In the parking lots of the United Center, where the television networks have set up camp in a sea of trailers, there was even more exasperation. Chris Connelly, a political reporter for MTV, said his camera crew was having a hard time finding anything interesting on the convention floor to photograph, other than a Mississippi delegate in a turban and a Nebraska woman with a giant stuffed donkey.

To top it off, Mr. Connelly says, he wasn't able to get Louisiana Sen. John Breaux to say anything unusual in a lengthy interview. "I tried to upset his apple cart a little bit," he jokes, "but every time I asked a question, it was like setting it up on a tee for him to hit it with a bat."

Other members of the press corps say they've been struggling to justify all the electronic beepers, headsets, and phones they're toting around. A reporter from a North Carolina newspaper said he was visiting a bank of port-a-johns when his pager went off. Picking up his cell phone, he dialed the number and discovered that the colleague who paged him was in the unit next door.

Al Franken, a humorist who's covering the convention for the Comedy Central cable channel, sums it up this way: "There's more communications in one spot than there ever was in the history of mankind, but nobody can find each other."

Jim Pluta, a reporter for a small newspaper chain in Chicago's western suburbs, finds the whole spectacle a bit confusing. "It seems like there's a lot of duplication of effort going on," he says. "We're all covering the convention for different parts of the country, but most of us are walking around in a daze." His suggestion: "Maybe we should all interview each other."
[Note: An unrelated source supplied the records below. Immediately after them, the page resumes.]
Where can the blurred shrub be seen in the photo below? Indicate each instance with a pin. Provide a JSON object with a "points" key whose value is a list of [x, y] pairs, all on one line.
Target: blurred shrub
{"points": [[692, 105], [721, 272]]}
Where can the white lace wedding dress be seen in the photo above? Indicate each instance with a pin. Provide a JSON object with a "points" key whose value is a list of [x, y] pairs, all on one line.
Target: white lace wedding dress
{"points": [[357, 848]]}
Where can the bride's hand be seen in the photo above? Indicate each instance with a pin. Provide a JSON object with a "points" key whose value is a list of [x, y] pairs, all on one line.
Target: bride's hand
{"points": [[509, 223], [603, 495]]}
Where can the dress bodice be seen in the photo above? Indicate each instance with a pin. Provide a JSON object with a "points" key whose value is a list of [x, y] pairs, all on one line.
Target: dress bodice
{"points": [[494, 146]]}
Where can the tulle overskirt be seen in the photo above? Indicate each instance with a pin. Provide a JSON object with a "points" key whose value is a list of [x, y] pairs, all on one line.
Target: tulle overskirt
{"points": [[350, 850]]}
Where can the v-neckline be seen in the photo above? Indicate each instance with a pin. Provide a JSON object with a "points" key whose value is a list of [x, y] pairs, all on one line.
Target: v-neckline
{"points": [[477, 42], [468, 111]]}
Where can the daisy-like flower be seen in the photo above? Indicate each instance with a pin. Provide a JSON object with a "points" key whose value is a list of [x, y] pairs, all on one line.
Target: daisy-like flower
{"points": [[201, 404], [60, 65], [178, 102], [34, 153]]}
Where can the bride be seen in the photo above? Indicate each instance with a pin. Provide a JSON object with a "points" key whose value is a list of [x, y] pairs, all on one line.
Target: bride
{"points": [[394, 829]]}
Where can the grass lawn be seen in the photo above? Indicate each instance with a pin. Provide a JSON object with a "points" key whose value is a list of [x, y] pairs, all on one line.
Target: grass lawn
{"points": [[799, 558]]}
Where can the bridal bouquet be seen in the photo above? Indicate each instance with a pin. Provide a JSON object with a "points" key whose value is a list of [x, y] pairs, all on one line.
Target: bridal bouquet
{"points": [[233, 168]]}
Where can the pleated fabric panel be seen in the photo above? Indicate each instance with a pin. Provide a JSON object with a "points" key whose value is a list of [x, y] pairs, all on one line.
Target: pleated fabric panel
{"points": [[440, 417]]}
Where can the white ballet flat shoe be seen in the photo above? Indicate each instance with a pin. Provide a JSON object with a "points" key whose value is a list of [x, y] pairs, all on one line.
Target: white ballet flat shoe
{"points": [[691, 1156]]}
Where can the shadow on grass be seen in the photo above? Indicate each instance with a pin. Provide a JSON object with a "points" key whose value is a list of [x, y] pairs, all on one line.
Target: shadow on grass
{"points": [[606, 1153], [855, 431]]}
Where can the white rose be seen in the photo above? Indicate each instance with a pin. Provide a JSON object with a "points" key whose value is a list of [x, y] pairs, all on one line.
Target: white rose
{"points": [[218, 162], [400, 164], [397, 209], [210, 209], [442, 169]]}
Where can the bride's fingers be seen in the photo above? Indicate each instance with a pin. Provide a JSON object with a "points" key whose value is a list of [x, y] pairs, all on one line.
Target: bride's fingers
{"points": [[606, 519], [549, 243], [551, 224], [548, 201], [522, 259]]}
Still, the chaos in the cavernous press tents doesn't seem to have dampened the media's appetite for free stuff. Alma Dayawon, a clerk at the Dallas Morning News, has been going from one press tent to the next, collecting commemorative pins for her editor. "He told me not to come back empty handed," she says.

Over in Tent 4, a mass of journalists stands shoulder to shoulder, munching free food. "The journalists have been pretty polite," says Paul Michels of Gold Coast Hot Dogs. "But I'm starting to get a little worried. Some of these people have been hanging around here all night."